Wie kann man den kleinen feministischen Frühling nach dem Medienhype um den #Aufschrei retten? Darüber ließ das „Missy Magazine“ diskutieren.
BERLIN taz | „Ich liebe meine Mutter. Aber nicht ihre Oberschenkel.“ Angela McRobbie zeigt eine Werbung für die Sportschuhmarke Puma in England. Die Mütter sind die schwabbeligen Frauen, die sich gehen lassen. Die Töchter tun dagegen alles dafür, in der Norm zu bleiben. Niemand ist schuld daran. Sie wollen es selbst. Und Puma hilft ihnen dabei. Wie nett.
Die britische Soziologin Angela McRobbie hält am Pfingstmontagabend im Berliner Theater HAU die Key Note. Geladen hat die feministische Popzeitschrift Missy zu einem Abend unter dem Motto „There is more to sexism than meets the eye“. McRobbie setzt sich schon länger mit den selbstgewählten Zwangslagen junger Frauen auseinander, Top Girls heißt ihr Buch, in dem sie beschreibt, wie der Feminismus der Müttergeneration abgewickelt wird: Undoing Feminism.
Kaum hatte sich der kritische Blick auf die Geschlechterordnung ansatzweise etabliert, kam der Backlash: Wir mögen diese Regulierungen nicht. „Let's be politically incorrect, let's provoke“. Alte sexistische Bilder mit den Anführungsstrichen der Ironie immunisieren und zugleich einen Generationenkonflikt ausrufen – das war die Mischung, die bis heute unglaublich gut funktioniert. Sie lässt Feminismus alt, hysterisch und humorlos dastehen.
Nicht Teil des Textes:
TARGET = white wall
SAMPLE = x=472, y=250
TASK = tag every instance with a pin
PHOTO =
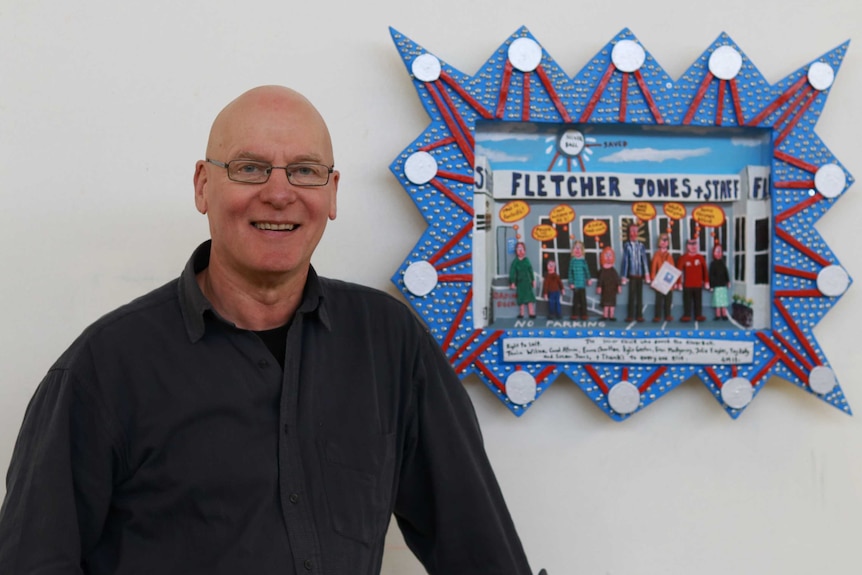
x=105, y=106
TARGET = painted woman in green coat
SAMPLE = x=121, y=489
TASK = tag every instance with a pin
x=523, y=281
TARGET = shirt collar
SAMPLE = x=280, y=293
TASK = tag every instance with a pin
x=195, y=306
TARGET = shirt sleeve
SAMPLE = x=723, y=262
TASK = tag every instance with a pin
x=58, y=486
x=449, y=506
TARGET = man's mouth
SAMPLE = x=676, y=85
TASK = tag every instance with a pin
x=274, y=227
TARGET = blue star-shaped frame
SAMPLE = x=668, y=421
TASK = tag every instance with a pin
x=622, y=85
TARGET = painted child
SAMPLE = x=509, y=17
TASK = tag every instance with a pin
x=522, y=281
x=579, y=278
x=719, y=279
x=552, y=286
x=695, y=277
x=663, y=302
x=609, y=284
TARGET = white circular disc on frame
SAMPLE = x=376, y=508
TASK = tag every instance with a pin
x=525, y=54
x=833, y=281
x=821, y=379
x=426, y=68
x=737, y=392
x=521, y=387
x=830, y=180
x=420, y=168
x=624, y=398
x=572, y=142
x=820, y=76
x=725, y=63
x=420, y=278
x=628, y=56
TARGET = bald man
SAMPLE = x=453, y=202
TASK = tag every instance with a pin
x=251, y=417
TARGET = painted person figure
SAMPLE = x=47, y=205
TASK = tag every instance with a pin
x=522, y=280
x=695, y=277
x=663, y=302
x=719, y=279
x=552, y=286
x=609, y=284
x=635, y=268
x=579, y=278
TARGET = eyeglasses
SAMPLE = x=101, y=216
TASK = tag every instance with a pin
x=302, y=174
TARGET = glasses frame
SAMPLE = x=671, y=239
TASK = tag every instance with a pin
x=226, y=166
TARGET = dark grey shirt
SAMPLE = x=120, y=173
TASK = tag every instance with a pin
x=166, y=440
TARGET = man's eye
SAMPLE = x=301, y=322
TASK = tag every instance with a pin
x=249, y=168
x=302, y=170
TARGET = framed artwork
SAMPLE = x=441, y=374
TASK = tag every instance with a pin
x=621, y=228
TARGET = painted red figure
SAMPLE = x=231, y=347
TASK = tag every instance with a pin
x=695, y=277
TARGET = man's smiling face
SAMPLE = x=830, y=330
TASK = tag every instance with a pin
x=266, y=232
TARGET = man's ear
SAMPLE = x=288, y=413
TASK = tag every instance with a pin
x=335, y=176
x=200, y=181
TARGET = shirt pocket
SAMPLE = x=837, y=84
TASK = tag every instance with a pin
x=358, y=478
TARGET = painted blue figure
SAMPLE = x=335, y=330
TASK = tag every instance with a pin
x=635, y=268
x=552, y=287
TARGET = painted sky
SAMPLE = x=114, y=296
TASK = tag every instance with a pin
x=625, y=148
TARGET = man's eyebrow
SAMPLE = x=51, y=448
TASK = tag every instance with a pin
x=307, y=157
Angela McRobbie hat ein Heimspiel an diesem Abend, an dem Missy fragt, was nach dem Sexismus-Aufschrei übrig blieb. Die Lady mit den leuchtenden langen weißen Haaren erreicht die Jüngeren leicht – auch weil im Publikum so ungefähr alle Gender-Studies-Studierende versammelt sind, die Berlin zu bieten hat.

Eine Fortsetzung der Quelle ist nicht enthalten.